Gracias a Bonobo Land, accedo a este artículo de Andy Xie, un economista del banco de inversiones Morgan Stanley, que intenta explicar la aparente paradoja que supone el hecho de que, siendo China un país con un salario medio muy bajo, su tasa de ahorro sea muy elevada.
Para Xie la explicación hay que buscarla en el hecho de que la población urbana de derecho en China, esto es la empadronada o registrada en los centros urbanos, como consecuencia de la puesta en marcha de la política del hijo único, está envejeciendo muy rápidamente de modo que una población que en 1980, de media, era esencialmente joven se está aproximando a una población donde la cohorte más numerosa es la constituida por personas de mediana edad.
Cuando un fenómeno demográfico de esta naturaleza se produce, la tasa de ahorro se incrementa notablemente (uno empieza a pensar en su jubilación cuando pasa de los 35) en cualquier economía y más en una como la China donde el Estado no asegura el poder percibir una pensión y apenas cubre los gastos sanitarios.
Puesto que la población urbana de China es la más educada y la que más ingresos percibe dentro del total nacional (Xie calcula que 2/3 del ingreso nacional es percibido por ese sector de la población) el resultado es una tasa de ahorro igualmente alta. Tasa de ahorro que es compatible con un ingreso medio realmente bajo debido a que, paralelamente, la población rural (dentro de la que habría que incluir a la población migrante que es de derecho rural ya que estos trabajadores continúan empadronados, por así decirlo, en sus pueblos de origen) sigue proporcionando mano de obra no cualificada realmente barata y joven como consecuencia de que en el campo la política de un hijo único se aplicó de manera mucho más laxa que en la ciudad. Estas personas apenas pueden consumir, ya que con lo que ganan difícilmente pueden subsistir.

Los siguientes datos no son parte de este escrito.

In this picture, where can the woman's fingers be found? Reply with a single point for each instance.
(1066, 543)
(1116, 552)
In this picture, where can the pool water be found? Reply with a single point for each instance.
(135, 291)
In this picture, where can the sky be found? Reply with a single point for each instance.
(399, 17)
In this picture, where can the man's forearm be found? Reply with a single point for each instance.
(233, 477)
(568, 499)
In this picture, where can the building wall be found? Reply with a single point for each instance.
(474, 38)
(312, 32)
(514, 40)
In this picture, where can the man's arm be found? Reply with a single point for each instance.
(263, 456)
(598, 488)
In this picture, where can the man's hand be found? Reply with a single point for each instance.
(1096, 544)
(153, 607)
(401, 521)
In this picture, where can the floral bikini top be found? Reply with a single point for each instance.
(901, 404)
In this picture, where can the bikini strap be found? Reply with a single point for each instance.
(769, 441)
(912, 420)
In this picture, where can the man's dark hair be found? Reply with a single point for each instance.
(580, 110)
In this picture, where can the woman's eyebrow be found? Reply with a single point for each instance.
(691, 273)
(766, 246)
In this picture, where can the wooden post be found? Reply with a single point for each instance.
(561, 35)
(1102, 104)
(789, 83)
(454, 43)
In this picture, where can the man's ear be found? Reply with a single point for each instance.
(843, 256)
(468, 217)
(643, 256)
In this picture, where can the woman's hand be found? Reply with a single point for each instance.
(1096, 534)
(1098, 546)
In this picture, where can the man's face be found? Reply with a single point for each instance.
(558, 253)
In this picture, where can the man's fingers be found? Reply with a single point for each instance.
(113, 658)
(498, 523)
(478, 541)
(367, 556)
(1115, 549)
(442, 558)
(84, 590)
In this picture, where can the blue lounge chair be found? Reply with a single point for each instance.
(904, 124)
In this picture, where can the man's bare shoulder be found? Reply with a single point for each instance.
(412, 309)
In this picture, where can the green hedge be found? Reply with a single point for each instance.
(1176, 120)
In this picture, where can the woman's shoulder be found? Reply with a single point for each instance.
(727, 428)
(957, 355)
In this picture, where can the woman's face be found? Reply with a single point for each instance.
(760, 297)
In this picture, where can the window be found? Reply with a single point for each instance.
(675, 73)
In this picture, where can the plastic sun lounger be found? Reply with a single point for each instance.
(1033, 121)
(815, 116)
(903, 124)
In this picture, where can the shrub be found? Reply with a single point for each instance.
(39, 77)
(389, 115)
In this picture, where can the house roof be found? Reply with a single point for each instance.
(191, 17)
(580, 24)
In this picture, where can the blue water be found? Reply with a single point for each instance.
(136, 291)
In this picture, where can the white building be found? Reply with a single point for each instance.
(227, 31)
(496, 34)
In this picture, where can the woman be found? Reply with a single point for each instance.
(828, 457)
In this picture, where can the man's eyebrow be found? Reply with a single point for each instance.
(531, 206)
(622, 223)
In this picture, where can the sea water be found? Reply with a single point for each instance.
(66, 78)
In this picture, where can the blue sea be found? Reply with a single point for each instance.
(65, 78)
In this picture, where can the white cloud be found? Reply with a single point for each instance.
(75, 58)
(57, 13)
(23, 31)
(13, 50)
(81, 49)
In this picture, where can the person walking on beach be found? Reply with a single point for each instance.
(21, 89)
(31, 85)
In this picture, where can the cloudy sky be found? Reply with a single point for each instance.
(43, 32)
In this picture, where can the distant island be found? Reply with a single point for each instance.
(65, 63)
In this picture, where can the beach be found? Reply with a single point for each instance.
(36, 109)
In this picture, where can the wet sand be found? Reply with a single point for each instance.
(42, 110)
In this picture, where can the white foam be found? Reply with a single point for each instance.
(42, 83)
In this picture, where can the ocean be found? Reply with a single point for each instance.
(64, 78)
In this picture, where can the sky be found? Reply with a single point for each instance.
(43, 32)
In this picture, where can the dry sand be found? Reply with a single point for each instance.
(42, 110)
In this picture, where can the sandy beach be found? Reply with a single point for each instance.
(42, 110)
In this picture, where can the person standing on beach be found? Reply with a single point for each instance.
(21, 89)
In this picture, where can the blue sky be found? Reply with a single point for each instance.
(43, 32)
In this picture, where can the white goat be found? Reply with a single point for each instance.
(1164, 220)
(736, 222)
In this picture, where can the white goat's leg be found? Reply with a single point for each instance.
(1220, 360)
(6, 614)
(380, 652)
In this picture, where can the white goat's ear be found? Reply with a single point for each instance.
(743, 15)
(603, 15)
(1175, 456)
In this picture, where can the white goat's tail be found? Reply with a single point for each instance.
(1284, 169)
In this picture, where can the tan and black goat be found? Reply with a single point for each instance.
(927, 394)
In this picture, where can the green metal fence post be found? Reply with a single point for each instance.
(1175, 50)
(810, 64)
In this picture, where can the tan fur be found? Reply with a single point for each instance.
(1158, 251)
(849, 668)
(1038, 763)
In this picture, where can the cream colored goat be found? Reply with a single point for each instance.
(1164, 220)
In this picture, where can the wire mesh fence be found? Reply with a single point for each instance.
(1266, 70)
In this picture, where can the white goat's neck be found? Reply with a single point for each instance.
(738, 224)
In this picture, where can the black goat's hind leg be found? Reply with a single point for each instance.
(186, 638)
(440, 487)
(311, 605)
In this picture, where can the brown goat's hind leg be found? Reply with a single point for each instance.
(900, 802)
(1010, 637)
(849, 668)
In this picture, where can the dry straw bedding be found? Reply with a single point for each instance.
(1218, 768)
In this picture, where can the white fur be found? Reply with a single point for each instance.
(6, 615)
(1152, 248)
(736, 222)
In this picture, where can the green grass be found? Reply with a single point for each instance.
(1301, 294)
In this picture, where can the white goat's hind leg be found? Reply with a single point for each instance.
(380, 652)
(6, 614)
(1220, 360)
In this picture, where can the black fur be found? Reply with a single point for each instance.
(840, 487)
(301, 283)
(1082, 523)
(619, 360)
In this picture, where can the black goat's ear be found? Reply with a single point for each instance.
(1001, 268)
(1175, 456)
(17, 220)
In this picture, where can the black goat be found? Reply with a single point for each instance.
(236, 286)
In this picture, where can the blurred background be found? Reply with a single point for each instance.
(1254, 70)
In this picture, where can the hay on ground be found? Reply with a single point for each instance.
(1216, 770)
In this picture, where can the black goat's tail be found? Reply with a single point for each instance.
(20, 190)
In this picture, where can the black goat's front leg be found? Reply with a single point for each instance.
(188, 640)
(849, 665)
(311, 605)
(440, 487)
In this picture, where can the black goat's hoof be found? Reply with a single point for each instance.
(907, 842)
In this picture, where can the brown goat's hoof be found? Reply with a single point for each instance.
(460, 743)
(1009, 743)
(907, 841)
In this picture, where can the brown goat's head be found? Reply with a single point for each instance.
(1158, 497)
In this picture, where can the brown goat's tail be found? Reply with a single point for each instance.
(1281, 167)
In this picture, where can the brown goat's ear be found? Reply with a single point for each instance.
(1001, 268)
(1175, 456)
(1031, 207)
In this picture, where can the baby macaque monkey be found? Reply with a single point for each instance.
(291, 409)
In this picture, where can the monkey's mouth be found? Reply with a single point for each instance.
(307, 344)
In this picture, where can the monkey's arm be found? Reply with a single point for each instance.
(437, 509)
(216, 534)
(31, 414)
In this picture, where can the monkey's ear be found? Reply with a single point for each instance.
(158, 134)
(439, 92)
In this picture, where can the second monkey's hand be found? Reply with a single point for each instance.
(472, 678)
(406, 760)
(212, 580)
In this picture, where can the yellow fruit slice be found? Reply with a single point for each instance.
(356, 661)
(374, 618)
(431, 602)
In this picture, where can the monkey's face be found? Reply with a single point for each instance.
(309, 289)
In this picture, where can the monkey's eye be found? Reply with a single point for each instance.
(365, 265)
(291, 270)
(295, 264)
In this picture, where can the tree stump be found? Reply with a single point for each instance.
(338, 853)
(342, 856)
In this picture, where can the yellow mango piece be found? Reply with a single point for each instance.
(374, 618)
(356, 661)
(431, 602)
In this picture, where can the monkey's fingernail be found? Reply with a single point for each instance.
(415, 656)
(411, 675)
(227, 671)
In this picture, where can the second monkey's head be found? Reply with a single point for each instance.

Todo lo anterior tiene como consecuencia un modelo de crecimiento económico en el que el enorme ahorro generado se traduce en una altísima tasa de inversión y en un igualmente alto superavit por cuenta corriente ya que las empresas se vuelcan en el mercado exterior ante lo limitado del consumo interno (la población urbana ahorra mientras que la campesina y migrante, dado lo limitado de sus ingresos, apenas consume otros bienes que los que no sean necesarios para su subsistencia).
Para acabar con este desequilibrio Andy Xie propone incrementar el consumo de la población aumentando el salario mínimo y el llamado gasto social, en particular, el de educación, sanidad y previsión social.